Halona Cove, below Kalanianaole Highway, was featured in the 1953 movie “From Here to Eternity,” with stars Burt Lancaster and Deborah Kerr embracing in the surf.
High surf also kept lifeguards busy Sunday.
A Honolulu Emergency Services spokeswoman said lifeguards made 147 rescues on south and west shores and at Sandy Beach by 4:15 p.m. Sunday. She said lifeguards also took 4,140 preventive measures to warn beachgoers before they got into trouble.
Meanwhile, two people were injured late Saturday after a sailboat they were on ran aground near Ala Wai Small Boat Harbor, and a private salvage company was working Sunday to remove a 31-foot vessel.
The boat became stuck on a reef at a surf spot called Rockpile and was getting hit by waves shortly before 9 p.m.

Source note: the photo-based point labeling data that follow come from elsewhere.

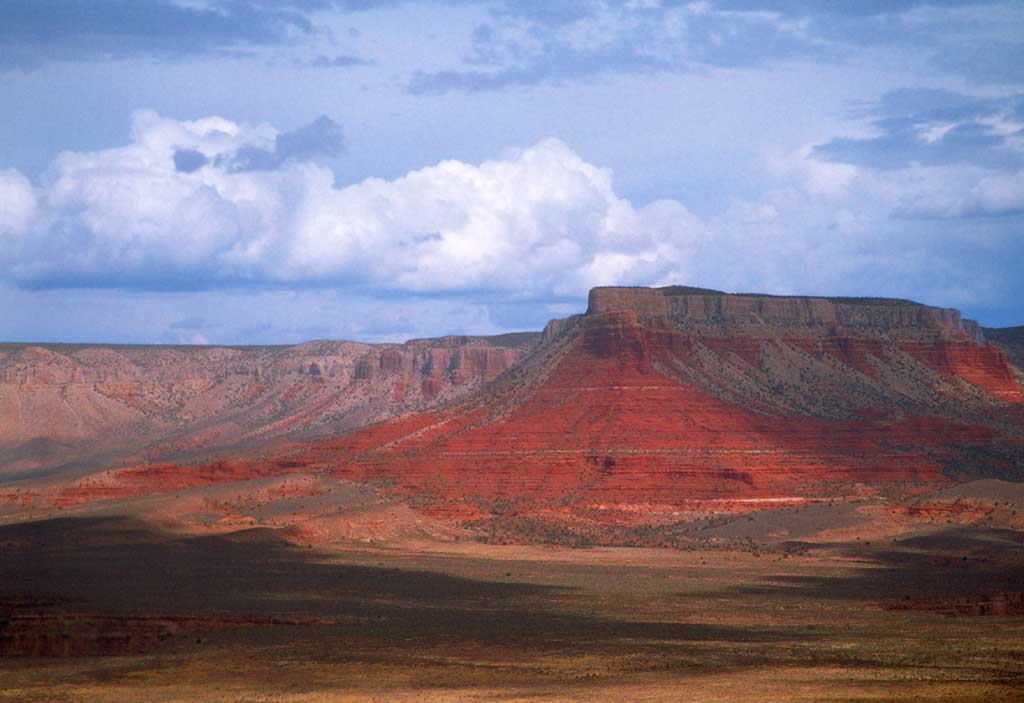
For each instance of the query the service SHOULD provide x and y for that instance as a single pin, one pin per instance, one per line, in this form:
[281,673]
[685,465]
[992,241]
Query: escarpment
[654,406]
[64,403]
[666,400]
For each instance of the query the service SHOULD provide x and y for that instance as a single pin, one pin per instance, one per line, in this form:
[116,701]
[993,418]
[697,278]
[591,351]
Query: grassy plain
[248,617]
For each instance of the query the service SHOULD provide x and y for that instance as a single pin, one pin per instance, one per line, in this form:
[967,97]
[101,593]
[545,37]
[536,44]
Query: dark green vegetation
[250,617]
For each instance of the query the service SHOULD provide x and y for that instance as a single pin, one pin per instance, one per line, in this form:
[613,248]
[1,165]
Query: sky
[257,172]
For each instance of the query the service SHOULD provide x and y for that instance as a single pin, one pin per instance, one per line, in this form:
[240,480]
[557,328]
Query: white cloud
[17,203]
[539,223]
[538,220]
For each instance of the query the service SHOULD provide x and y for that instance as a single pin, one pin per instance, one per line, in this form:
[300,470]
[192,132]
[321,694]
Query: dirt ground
[250,617]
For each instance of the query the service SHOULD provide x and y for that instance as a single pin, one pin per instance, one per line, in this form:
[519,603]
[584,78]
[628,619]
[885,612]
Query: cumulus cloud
[17,203]
[179,208]
[210,203]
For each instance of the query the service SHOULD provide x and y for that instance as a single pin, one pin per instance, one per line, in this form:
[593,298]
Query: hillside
[88,404]
[658,407]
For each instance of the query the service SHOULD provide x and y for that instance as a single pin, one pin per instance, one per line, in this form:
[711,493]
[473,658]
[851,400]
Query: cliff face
[654,405]
[704,309]
[65,402]
[1011,340]
[660,401]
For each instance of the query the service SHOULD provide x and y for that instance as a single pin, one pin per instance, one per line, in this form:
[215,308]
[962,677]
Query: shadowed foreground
[249,617]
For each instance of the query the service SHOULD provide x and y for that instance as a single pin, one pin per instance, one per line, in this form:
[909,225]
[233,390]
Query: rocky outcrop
[704,308]
[1011,340]
[66,402]
[662,402]
[654,406]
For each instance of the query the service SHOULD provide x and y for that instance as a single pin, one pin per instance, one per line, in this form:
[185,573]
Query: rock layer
[659,401]
[68,402]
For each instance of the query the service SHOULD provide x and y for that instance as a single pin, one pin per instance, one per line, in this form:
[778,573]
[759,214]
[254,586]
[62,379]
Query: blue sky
[244,171]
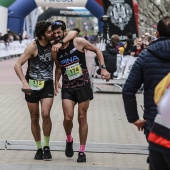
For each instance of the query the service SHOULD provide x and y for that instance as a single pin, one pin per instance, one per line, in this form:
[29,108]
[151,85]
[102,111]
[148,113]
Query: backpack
[161,88]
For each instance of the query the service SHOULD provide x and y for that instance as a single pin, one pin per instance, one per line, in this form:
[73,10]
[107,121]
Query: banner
[61,3]
[30,22]
[122,18]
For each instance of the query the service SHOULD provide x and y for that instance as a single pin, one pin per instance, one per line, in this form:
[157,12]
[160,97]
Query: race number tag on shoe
[36,84]
[73,71]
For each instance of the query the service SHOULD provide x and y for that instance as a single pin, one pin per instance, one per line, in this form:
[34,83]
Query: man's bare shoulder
[32,46]
[79,39]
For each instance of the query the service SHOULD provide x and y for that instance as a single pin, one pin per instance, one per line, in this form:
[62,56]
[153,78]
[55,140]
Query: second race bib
[74,71]
[36,84]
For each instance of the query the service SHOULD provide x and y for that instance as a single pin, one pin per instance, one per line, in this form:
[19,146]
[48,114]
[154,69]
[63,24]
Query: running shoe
[81,157]
[39,154]
[69,149]
[47,153]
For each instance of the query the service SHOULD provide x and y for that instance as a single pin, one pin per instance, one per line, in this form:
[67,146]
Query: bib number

Saturday, according to an Emergency Medical Services report.
Ching said three people were on board when the boat ran aground. Surf conditions were rough at the time with a high-surf advisory in effect for south-facing shores.
Ching said a civilian went out to the boat on a paddleboard and took one person back to shore. Firefighters paddled out to the boat and brought two people back to shore and transferred them to paramedics.
The EMS report said paramedics took a 28-year-old man in serious condition and a 20-year-old woman in stable condition to the hospital. A boy of unknown age was not injured.
Deborah Ward, spokeswoman for the Department of Land and Natural Resources, said the state hired Parker Marine to remove the vessel for public health and safety reasons because so many people were in the area Sunday.
Ward said Parker Marine was removing the sails and any hazardous materials and had secured an anchor to stop the vessel from moving closer to the beach. She said the officials were trying to determine whether the boat could float off in one piece at high tide or would have to be cut up and removed in pieces.
Ward said the owner of the vessel, which came from Keehi Lagoon, has insurance, and the state will work with the insurance company Monday. The owner could not be reached Sunday afternoon, she said.
The National Weather Service said surf along south shores would remain at 10 to 15 feet through Sunday night, lowering to 8 to 12 feet Monday. The current swell will gradually lower Tuesday through Thursday.